For island communities, this is not an occasional holiday issue. It is a recurring risk on essential travel routes.
How does this compare with newer connectivity options
This is where broader market trends matter. Traditional mobile plans were never designed for seamless connectivity at sea. They are built around land-based networks.
Newer solutions are starting to change that. Some ferry operators are improving onboard Wi-Fi, although the quality varies. Some travellers now rely on offline modes, downloaded content, or strict data controls.
eSIM providers are also reshaping expectations, but even here, satellite connectivity remains a blind spot. Most consumer eSIMs also exclude maritime networks unless explicitly stated.
The industry trend is clear. Connectivity is becoming global, but satellite roaming pricing has not yet caught up with consumer expectations of fairness and transparency.
What passengers can realistically do right now?
Until regulation or pricing models change, passengers need to protect themselves.
Switching to airplane mode at sea is the safest option. Enabling Wi-Fi only, with mobile data disabled, reduces risk. Spending caps should be set, even on domestic plans. Data roaming should not be assumed safe just because you are in the same country.
Most importantly, travellers should not rely on geography to determine roaming risk. Network type matters more than borders.
Conclusion: this is a warning, not a loophole
The story of Joanne Williams is not about a technical glitch or a one-off billing error. It exposes a structural disconnect between how mobile networks operate and how travellers think about connectivity.

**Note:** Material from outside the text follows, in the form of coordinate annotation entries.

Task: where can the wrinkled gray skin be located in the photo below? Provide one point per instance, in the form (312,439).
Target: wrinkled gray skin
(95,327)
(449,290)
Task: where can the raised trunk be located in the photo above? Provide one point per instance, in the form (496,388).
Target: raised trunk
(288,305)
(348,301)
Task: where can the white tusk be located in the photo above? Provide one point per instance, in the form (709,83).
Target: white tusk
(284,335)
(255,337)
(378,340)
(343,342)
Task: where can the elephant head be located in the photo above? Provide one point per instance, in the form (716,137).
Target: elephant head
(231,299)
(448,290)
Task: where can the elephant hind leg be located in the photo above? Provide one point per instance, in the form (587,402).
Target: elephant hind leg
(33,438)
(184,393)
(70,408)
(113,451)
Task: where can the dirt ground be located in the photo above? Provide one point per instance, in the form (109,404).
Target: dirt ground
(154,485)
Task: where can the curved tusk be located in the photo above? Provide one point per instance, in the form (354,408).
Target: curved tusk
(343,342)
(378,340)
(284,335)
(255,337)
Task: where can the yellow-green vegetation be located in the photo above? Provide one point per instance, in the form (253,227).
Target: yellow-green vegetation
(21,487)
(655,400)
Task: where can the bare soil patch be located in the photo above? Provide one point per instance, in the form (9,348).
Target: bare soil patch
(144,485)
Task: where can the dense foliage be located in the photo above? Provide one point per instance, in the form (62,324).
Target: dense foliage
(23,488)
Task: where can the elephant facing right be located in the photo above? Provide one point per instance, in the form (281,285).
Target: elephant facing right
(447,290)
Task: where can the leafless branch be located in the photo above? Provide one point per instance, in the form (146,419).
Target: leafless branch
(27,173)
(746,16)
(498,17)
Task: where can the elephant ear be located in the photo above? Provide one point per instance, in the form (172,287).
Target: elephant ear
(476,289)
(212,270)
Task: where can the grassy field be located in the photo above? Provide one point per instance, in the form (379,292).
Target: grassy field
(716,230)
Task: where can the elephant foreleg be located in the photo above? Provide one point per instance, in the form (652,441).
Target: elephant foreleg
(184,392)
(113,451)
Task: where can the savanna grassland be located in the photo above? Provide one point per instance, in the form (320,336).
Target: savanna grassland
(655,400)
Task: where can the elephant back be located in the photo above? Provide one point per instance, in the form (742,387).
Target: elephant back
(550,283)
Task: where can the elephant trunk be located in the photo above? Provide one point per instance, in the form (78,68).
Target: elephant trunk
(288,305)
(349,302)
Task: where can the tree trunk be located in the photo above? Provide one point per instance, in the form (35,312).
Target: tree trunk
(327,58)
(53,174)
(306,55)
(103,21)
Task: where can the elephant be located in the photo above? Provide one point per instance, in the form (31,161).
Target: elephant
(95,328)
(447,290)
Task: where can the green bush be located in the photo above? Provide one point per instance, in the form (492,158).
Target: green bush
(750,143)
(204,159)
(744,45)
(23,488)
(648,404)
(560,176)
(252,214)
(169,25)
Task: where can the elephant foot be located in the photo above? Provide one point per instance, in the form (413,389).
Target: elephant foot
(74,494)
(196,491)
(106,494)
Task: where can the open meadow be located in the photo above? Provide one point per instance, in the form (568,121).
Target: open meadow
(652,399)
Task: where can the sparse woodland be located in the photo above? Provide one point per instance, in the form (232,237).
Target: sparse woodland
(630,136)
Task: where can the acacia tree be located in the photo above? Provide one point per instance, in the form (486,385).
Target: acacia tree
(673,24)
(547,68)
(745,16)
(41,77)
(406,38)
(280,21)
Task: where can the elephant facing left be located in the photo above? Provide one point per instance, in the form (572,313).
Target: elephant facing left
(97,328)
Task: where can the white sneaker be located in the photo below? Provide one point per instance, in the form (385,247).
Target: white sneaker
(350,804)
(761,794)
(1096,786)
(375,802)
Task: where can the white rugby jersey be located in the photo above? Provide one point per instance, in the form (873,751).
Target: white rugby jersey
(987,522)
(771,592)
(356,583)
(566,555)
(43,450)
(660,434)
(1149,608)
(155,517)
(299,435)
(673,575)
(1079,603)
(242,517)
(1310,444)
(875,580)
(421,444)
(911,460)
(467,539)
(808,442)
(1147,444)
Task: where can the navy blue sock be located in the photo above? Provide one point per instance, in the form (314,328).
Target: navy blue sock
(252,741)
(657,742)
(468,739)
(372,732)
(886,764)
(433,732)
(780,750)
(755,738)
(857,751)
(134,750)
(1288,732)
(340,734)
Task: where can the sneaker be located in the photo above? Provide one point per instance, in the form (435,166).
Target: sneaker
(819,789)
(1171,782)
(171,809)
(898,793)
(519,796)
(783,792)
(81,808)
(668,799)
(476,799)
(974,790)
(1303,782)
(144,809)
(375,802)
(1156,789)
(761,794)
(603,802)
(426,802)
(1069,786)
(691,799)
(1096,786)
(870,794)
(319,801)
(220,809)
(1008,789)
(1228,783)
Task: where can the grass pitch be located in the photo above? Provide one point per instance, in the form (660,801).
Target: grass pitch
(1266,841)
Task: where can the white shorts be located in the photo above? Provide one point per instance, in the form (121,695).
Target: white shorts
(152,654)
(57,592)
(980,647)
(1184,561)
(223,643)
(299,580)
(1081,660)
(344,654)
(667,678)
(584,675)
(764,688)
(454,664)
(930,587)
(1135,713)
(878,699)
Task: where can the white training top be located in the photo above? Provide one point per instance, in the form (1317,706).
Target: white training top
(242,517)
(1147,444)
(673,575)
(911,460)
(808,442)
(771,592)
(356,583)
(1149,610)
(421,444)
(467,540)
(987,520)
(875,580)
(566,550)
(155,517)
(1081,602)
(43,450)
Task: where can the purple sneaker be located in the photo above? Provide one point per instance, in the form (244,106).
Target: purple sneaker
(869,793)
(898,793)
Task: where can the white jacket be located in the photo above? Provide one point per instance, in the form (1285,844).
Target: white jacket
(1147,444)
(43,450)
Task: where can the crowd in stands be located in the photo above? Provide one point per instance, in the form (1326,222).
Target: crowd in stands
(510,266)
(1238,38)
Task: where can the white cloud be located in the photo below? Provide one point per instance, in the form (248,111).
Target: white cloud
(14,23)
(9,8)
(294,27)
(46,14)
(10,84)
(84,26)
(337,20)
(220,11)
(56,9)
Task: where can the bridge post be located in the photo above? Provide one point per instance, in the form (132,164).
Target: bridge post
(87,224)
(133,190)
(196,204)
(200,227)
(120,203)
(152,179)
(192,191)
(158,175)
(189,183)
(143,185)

As long as satellite networks are treated as premium roaming zones, domestic ferry passengers will remain vulnerable. This is not unique to Shetland. Similar risks exist on ferries across Europe, coastal routes, and island connections worldwide.
Regulators like Ofcom now face a choice. Either push for clearer consumer protections and transparency, or accept that essential transport routes come with hidden digital costs.
For travellers, the takeaway is uncomfortable but necessary. Before the holidays, before boarding a ferry, and before handing a phone to a child, assume that the sea changes the rules.
Connectivity at sea is not domestic. It is not intuitive. And until the industry evolves, the safest defence is awareness, not trust.